Author Topic: Badger exploding entertainment (do not read if eating)  (Read 2641 times)


  • Quiet please
Badger exploding entertainment (do not read if eating)
« on: April 06, 2012, 07:56:28 am »
Biggest bloated animal corpse I ever saw was up on Brecon Beacons. A cow had died giving birth, dead calf was half out, and the cow was swolen up like a barrage balloon with four legs in the air. We gave it a wide berth but an incautious friend went up and gave it a tap with his boot. "It booms like a drum!" he exclaimed and repeatedly kicked it - and it it really did sound like a drum as the rest of us fled further away. He did not get his come-uppance: it failed to explode during all this abuse. Next time I walked past it, a few months later, it had clearly exploded to judge from the debris scatter.

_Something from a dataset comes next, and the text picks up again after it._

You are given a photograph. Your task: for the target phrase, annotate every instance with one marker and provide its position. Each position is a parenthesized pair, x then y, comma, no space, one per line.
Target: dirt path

Nastiest watery animal corpse experience was in a stooping height cave passage three-quarters full of water. Trying to keep my scrotum out of the cold water I stepped onto what I though was a large light-coloured boulder. It turned out to be a long-dead sunken sheep. Sank into it up to my knees as large bubbles of foul-smelling gas erupted upwards to burst at face-level. The rib cage closed around my ankles like a man-trap. 'Twere truly ghastly reaching down into the water to use my hands to free my legs whilst even more gas erupted to the surface and the once clear water turned into grey essence of dead sheep.